Scores

Scores are the fundamental building blocks of evaluation in Plexus. They define what you want to measure or assess about your content.

What are Scores?

Scores are individual evaluation criteria that define specific aspects you want to assess in your content. While they can be questions, they're not limited to just questions - they can be any type of evaluation point that helps analyze your content.

Types of Scores

Scores can take many forms, including:

Questions: "Did the agent introduce themselves by stating the company name?"
Sentiment Analysis: Evaluating if the content's tone is positive, negative, or neutral
Compliance Checks: Verifying if specific required elements are present
Metrics: Quantitative measurements like response time or word count

Score Components

Each score consists of:

Criteria: What exactly is being evaluated
Evaluation Method: How the score should be determined
Response Format: The type of result (yes/no, numeric, categorical, etc.)
Instructions: Guidelines for consistent evaluation

Score Results

Plexus standardizes all score results around a common structure, ensuring consistency and enabling powerful analysis capabilities across different types of evaluations.

Result Structure

Every score result in Plexus contains these core components:

Result Value: The actual outcome of the evaluation (e.g., "yes"/"no", a numeric score, or a category)
Explanation: A detailed description of why this result was chosen, providing transparency into the decision-making process. For LLM-based scores, this often includes chain-of-thought reasoning similar to what you might see from models like OpenAI's GPT-4 o1/o3, Google's "thinking" models, or Deepseek R1.
Confidence Level: For applicable scores (like machine learning classifiers or LLM-based evaluations), this indicates how certain the system is about the result. This can be used for filtering, quality control, or triggering human review when needed.

Using Result Components

The standardized result structure enables powerful workflows:

Use confidence levels to filter results or trigger additional review for low-confidence evaluations
Leverage explanations for quality assurance, training, and understanding model decision-making
Build consistent interfaces and analysis tools that work across all score types
Create automated workflows based on result values while maintaining full explainability

Using Scores

Scores are organized into scorecards, which group related evaluation criteria together. When you run an evaluation, each score in the scorecard is applied to your content, building a comprehensive assessment.

Score Versions

Scores in Plexus support versioning, allowing you to track changes to score configurations over time. Each version represents a different configuration of the score, with one version designated as the "champion" (active) version that's used for evaluations.

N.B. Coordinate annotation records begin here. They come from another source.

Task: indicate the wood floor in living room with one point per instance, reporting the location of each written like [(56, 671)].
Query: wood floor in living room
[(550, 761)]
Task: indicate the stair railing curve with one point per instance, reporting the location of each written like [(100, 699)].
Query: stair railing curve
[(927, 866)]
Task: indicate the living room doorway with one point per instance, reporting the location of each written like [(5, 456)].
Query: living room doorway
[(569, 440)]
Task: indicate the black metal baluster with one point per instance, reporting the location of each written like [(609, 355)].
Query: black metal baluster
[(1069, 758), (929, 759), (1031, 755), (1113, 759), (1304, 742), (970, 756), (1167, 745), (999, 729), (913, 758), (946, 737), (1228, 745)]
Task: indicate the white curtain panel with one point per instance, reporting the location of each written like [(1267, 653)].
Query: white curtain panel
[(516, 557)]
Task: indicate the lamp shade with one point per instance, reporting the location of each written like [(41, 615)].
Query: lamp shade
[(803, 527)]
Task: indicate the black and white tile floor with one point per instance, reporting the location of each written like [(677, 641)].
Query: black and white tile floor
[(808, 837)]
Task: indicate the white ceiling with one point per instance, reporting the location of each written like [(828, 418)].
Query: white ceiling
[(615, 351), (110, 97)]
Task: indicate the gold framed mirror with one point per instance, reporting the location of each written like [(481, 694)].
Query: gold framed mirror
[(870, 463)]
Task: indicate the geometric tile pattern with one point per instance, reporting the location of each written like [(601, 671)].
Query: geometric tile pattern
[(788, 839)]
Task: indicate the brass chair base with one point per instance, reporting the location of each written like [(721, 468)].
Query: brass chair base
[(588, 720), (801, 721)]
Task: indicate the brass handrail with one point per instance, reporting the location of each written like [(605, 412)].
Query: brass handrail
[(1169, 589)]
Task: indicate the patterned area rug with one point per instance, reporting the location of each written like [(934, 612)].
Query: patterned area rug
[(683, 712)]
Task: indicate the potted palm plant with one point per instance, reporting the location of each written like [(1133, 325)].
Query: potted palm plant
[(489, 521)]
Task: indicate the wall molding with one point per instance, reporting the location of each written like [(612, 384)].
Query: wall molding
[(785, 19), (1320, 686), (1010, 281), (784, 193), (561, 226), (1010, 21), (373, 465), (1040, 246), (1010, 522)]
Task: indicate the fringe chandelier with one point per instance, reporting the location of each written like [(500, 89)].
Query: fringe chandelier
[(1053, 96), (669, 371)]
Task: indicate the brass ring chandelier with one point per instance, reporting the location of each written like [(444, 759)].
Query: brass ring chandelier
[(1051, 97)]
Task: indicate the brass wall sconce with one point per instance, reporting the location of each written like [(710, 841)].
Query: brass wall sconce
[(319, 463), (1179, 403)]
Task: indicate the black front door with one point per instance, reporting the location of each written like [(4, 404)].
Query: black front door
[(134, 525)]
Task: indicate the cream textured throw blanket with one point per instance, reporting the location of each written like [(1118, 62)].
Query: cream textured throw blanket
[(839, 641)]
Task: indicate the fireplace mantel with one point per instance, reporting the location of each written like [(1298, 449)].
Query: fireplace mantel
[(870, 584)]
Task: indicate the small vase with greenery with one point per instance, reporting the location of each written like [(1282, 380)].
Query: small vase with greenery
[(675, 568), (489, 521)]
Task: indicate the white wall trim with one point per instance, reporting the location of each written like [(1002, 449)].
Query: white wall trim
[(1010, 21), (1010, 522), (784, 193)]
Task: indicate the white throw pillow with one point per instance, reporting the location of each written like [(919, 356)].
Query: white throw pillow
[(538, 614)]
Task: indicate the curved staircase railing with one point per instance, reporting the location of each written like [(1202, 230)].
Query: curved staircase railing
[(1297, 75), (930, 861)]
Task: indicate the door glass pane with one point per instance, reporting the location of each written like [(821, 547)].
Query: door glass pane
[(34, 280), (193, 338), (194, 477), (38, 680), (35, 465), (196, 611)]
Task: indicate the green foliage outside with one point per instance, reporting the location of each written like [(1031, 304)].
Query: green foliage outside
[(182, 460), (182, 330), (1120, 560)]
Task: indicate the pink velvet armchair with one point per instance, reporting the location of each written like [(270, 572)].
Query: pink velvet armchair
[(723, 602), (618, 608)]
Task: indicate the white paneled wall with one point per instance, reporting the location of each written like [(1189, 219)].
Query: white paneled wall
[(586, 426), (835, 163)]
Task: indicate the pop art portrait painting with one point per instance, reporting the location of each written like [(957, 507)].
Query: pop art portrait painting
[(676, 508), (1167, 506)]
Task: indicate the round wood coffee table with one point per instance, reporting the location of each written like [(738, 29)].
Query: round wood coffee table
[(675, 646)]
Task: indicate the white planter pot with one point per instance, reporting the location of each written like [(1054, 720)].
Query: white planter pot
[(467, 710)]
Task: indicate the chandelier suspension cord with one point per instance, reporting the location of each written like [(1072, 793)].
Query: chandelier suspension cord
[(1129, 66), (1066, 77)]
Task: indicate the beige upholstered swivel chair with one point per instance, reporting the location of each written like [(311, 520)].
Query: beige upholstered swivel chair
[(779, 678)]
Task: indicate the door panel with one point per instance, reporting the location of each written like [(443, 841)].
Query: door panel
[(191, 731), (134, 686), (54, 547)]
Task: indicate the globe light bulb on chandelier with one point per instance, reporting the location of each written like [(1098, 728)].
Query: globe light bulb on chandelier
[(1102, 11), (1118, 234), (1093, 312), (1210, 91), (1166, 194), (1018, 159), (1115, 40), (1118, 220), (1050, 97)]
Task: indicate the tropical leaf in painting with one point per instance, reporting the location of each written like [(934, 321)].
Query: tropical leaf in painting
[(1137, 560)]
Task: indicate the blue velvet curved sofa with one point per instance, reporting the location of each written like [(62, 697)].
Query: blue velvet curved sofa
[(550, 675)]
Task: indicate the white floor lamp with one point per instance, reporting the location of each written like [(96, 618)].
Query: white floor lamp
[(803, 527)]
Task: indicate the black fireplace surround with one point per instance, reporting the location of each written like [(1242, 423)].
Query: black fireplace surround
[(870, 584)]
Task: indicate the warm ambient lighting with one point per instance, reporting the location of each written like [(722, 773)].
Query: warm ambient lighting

Champion Version: The currently active version used for evaluations
Featured Versions: Versions that are highlighted for importance or reference
Configuration: Each version contains its own configuration, including prompts, parameters, and other settings

You can view score versions using the CLI command:

plexus scores info --scorecard "Example Scorecard" --score "Example Score"

This command displays up to 10 versions in reverse chronological order (newest first), showing which version is the champion and which versions are featured.